For many Anglophones, kissing as a greeting is still comparatively rare. Certainly it's OK between partners, children and parents, and perhaps between close family members, but pecking casual acquaintances on both cheeks remains something that's seen as a slightly suspect continental habit.
That's a little inaccurate though because not all non-English speaking countries accept hugging and kissing as part of polite social greeting. Even in continental Europe it tends to be less common in northern European countries where trying to kiss someone you hardly know by way of a casual 'hello' on the street is likely to get you a rapid elbow in the ribs!
This is of course a well-trodden path of discussion and many others have pointed out that even in reserved countries such as the UK, fashions are changing and kissing of casual acquaintances is becoming more acceptable. That maybe so, but social etiquette here remains a mystery to many Brits, Aussies and Yanks arriving in continental Europe. Clearly the message isn't getting through.
Here are a few tips which I hope will come in handy but I should also say - I'm no expert! Do also remember that customs vary country by country so check with a friendly local first!
1. In the vast majority of countries, a first meeting or two between people is always moderately formal and it is unusual for people to kiss each other the first time they meet. It is usually on subsequent meetings when people start to become acquaintances or casual friends that greetings make the move to kissing.
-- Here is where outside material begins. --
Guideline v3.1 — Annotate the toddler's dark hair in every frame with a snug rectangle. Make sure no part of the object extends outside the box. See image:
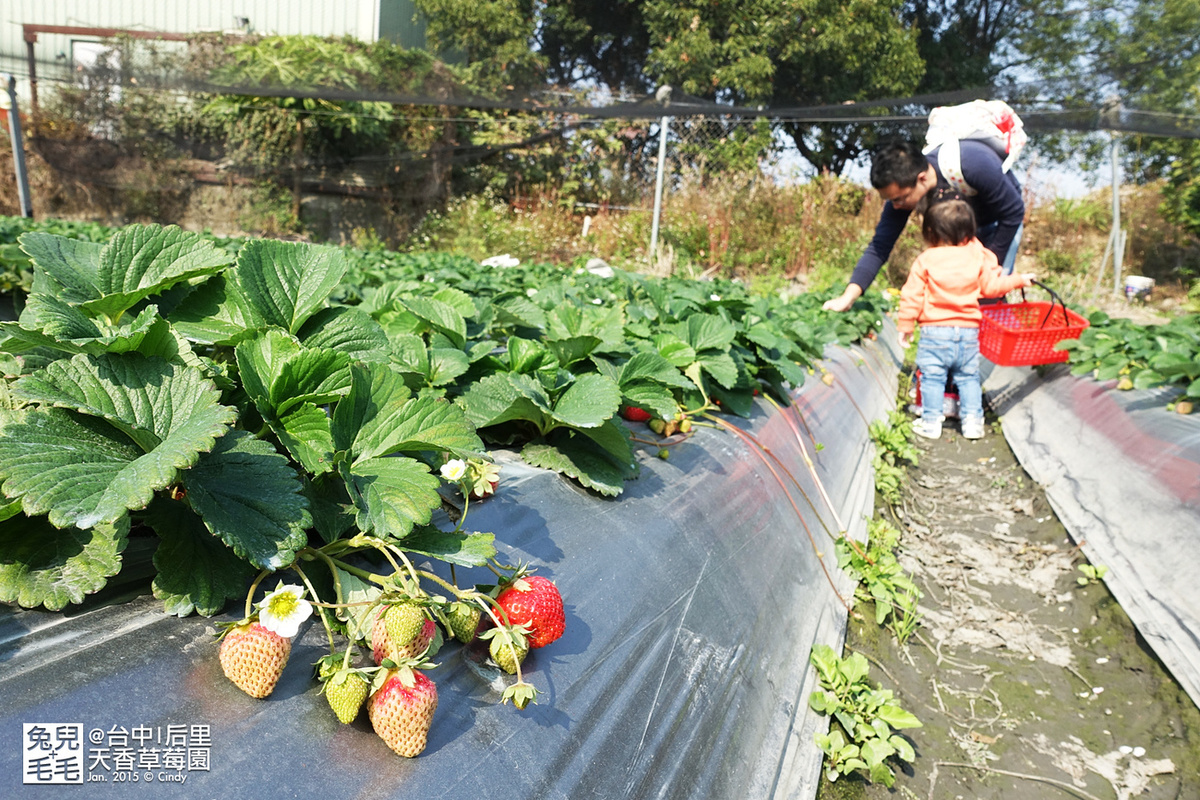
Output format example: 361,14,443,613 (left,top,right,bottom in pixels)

2. If you're a man and it's a new-ish female acquaintance, transitioning from a handshake greeting to a kiss normally means leaving the decision to the woman. If she offers a cheek and inclines towards you then offer a peck. Just walking up to women you hardly know and 'puckering up' can be seen as lecherous in some societies. Women tend to have more freedom in that respect!
3. In some countries kissing in public between men as a greeting is also acceptable though it tends to be reserved for family members or very good friends. As an expat it is advisable here to be guided by local practice and to avoid taking the initiative.
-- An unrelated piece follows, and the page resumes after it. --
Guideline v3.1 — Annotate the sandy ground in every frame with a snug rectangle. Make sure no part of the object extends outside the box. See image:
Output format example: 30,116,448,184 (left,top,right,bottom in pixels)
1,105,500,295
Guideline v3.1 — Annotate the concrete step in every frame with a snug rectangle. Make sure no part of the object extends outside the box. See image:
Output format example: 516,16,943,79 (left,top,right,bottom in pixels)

4. Don't try and plant big wet smackers on the person's lips! Kissing, as a greeting, is in most countries only a light touch on the cheek. Lip-to-lip contact is reserved for romantic encounters, partners or sometimes between very close family members - just as it is in the Anglophone world. Trying to 'plant one' on say your second ever meeting with a neighbour is likely to cause confusion and offence at best and at worst could get you a black eye.
5. In general, the cheeks only lightly touch or perhaps there is the lightest glance of lip-on-cheek. Try to avoid fixing limpet-like onto the side of someone's face!
6. The number of kisses exchanged is impossible to generalise on - just follow the local person's lead and don't chase them for "just one more" as they move away!
7. NEVER try to kiss someone in a formal business or a social situation. Your bank manager won't thank you for trying to grab him across his desk as you walk in. Equally people such as teachers tend to have a certain 'social role' in local societies that means they don't expect parents to kiss them at the school gates each evening etc.
8. Finally, body contact. Remember that personal space is personal space. As a general rule kissing when greeting or parting from people is restricted to cheeks-lips without any other body contact. You will fairly often see this accompanied by a hug, a hand on shoulder or more rarely a full embrace but this is almost always restricted to very close friends or family members. Don't slip you arm around a casual friend's waist when giving them a greeting kiss as it'll be misconstrued - unless that's your intention of course!
9. Finally, be careful with that mistletoe at the Christmas party. Not everyone is familiar with that particular custom and whipping out a bunch of twigs before chasing your colleagues around the room may come back to haunt you!